Kai Coggin (she/her) is the inaugural Poet Laureate of the City of
Hot Springs, and author of four collections, most recently Mother of Other Kingdoms (Harbor Editions, 2024). She is a Certified Master
Naturalist, a K-12 Teaching Artist in poetry with the Arkansas Arts Council, a CATALYZE Grant Fellow with the Mid-America Arts Alliance, and host of the
longest running consecutive weekly open mic series in the country—Wednesday Night Poetry.
Coggin was awarded the Don Munro Leadership in
the Arts Award, and the 2021 Governor’s Arts Award. She was twice named “Best Poet in
Arkansas” by the Arkansas Times, and
nominated for Arkansas State Poet Laureate and Hot Springs Woman of the Year. Her poetry has been nominated six times for The Pushcart
Prize, aand Best of the Net in 2022. Ten of Kai’s poems are going to the moon with the Lunar Codex project, and on earth
they have been publishedin POETRY, Prairie Schooner, Best
of the Net, SWWIM, Lavender Review, About Place Journal, and elsewhere. She lives with her wife
in a peaceful valley where they tend to wild ones and each other.

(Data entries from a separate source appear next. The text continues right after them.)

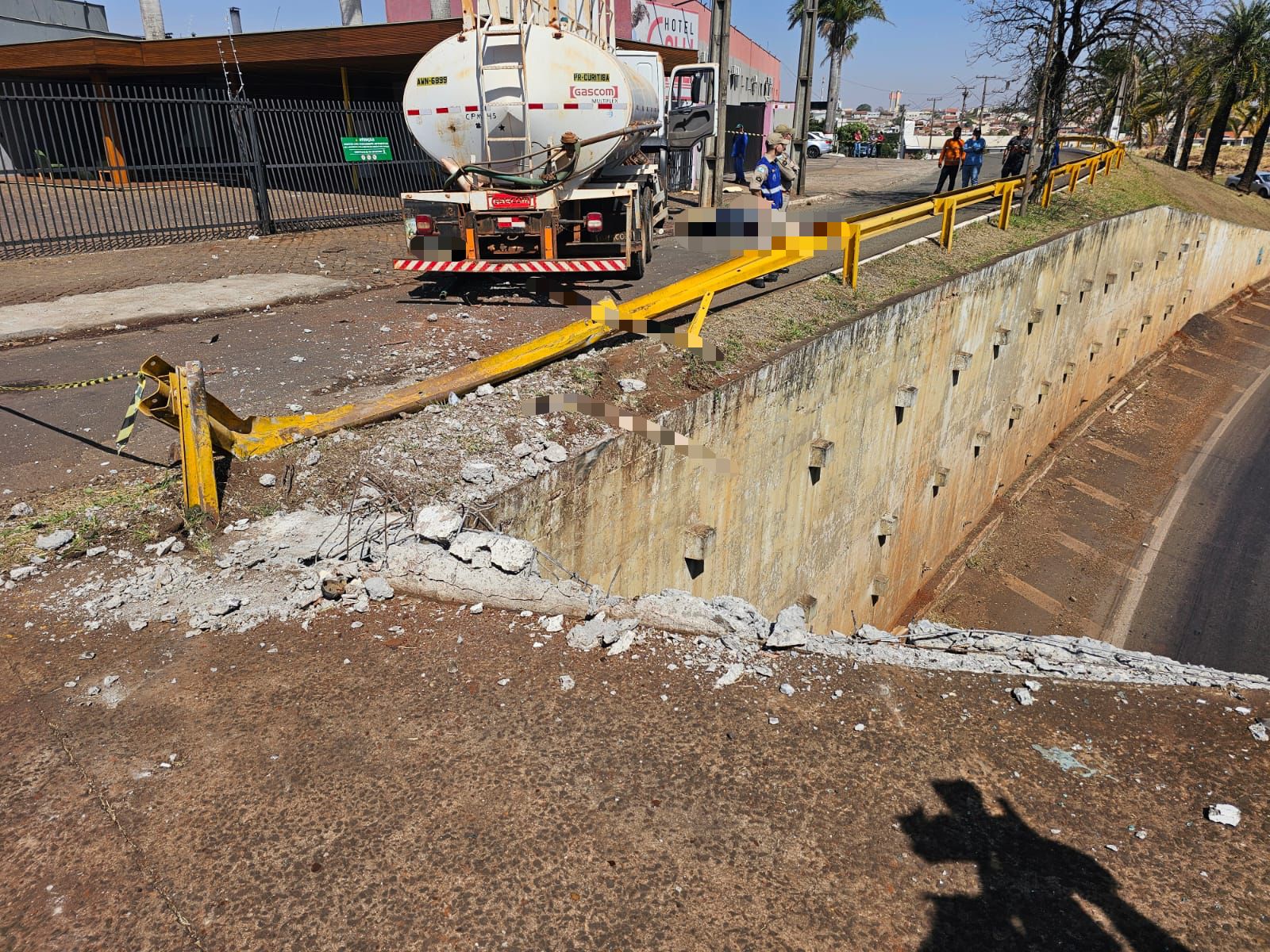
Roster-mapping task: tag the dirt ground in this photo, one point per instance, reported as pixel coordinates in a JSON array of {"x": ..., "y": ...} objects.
[{"x": 423, "y": 782}]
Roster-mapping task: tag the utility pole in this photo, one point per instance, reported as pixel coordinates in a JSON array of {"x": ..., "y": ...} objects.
[
  {"x": 1124, "y": 78},
  {"x": 803, "y": 97},
  {"x": 1041, "y": 105},
  {"x": 983, "y": 98},
  {"x": 715, "y": 150},
  {"x": 965, "y": 94}
]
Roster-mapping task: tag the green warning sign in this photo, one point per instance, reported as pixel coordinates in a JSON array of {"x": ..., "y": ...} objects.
[{"x": 366, "y": 150}]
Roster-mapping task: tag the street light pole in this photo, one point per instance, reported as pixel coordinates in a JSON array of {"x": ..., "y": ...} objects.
[
  {"x": 715, "y": 150},
  {"x": 803, "y": 97},
  {"x": 983, "y": 98}
]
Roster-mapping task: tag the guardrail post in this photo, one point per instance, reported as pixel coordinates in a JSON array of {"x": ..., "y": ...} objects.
[
  {"x": 1049, "y": 190},
  {"x": 850, "y": 254},
  {"x": 949, "y": 209},
  {"x": 1007, "y": 201},
  {"x": 197, "y": 466}
]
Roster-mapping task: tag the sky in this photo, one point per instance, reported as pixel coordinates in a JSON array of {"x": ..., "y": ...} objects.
[{"x": 926, "y": 50}]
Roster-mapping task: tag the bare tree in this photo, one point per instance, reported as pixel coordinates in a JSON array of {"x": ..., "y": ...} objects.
[{"x": 1016, "y": 33}]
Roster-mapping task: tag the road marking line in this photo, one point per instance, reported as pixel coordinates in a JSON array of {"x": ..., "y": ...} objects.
[
  {"x": 1045, "y": 603},
  {"x": 1118, "y": 631},
  {"x": 1191, "y": 371},
  {"x": 1105, "y": 498},
  {"x": 1033, "y": 594},
  {"x": 1117, "y": 451},
  {"x": 1089, "y": 551},
  {"x": 1227, "y": 359}
]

Quraysh Ali Lansana is author of twenty books in poetry, nonfiction and children's literature. Lansana is currently a Tulsa Artist Fellow and a Visiting Associate Professor of English/Creative Writing at the University of Tulsa. He was formerly a Lecturer in Africana Studies at Oklahoma State University-Tulsa where he also served as Director of the Center for Truth, Racial Healing & Transformation. Lansana is Executive Producer of KOSU/NPR's "Focus: Black Oklahoma" monthly radio program, which is a recipient of a 2022 duPont-Columbia Award, a 2022 NAACP Image Award, a 2022 Oklahoma Society of Professional Journalists Award and was a Peabody nominee. Lansana is also the recipient of a 2022 Emmy Award, a 2022 Oklahoma Association of Broadcasters Award and a 2022 National Educational Telecommunications Association Public Media Award for his roles as host and consultant for the OETA (PBS) documentary film "Tulsa Race Massacre: 100 Years Later." Lansana is a three-time International Regional Magazine Award-winning Contributing Editor for Oklahoma Today magazine. A former faculty member of both the the Writing Program of the School of the Art Institute of Chicago and the Drama Division of The Julliard School, Lansana served as Director of the Gwendolyn Brooks Center for Black Literature and Creative Writing at Chicago State University from 2002-2012 and was Associate Professor of English/Creative Writing there until 2014. His most recent books include, Opa's Greenwood Oasis, the skin of dreams; new and collected poems, 1994-2018, The Whiskey of Our Discontent: Gwendolyn Brooks as Conscience & Change Agent, and The BreakBeat Poets: New American Poetry in the Age of Hip Hop. Forthcoming titles include Killing the Negative: A Conversation in Art & Verse, with Joel Daniel Phillips, a children's biography of Ralph Ellison, and a series of books on The Black Rodeo. Lansana's work appears in Best American Poetry 2019. He is a founding member of Tri-City Collective and serves on the Board of Directors of the Philbrook Museum of Art and Oklahoma Humanities, is a Curatorial Scholar for The Thomas Gilcrease Institute of American History and Art and a Curatorial Board Co-Chair for the Ragdale Foundation. He is a Cave Canem Fellow and a member of the first cohort of the Culture of Health Leadership for Racial Healing Fellowship.
Steve Yarbrough is the author of twelve books,
most recently the novel Stay Gone Days. His
other books are the nonfiction title Bookmarked:
Larry McMurtry’s The Last Picture Show,
the novels The Unmade World, The Realm of Last Chances, Safe from
the Neighbors, The End of California, Prisoners of War, Visible Spirits and The Oxygen Man, and the short story collections Veneer, Mississippi History and Family Men. His work has been published
in several foreign languages, including Dutch, Italian, Japanese and Polish,
and it has also appeared in Ireland, Canada, and the U.K. He is the recipient
of numerous awards, including the Mississippi Institute of Arts and Letters
Award for Fiction, the California Book Award, the Richard Wright Award and the
Robert Penn Warren Award. He has been a finalist for the PEN/Faulkner Award and
is a member of the Fellowship of Southern Writers. The Unmade World won the 2019 Massachusetts Book Award for Fiction.
The son of Mississippi Delta cotton farmers, Steve is currently a professor in the Department of Writing, Literature and Publishing at Emerson College. He has two daughters – Lena Yarbrough and Antonina Parris – and is married to the Polish writer Ewa Hryniewicz-Yarbrough. They divide their time between Boston and Krakow.
Steve is an aficionado of jazz and bluegrass music, which he plays on guitar, mandolin and banjo, often after midnight.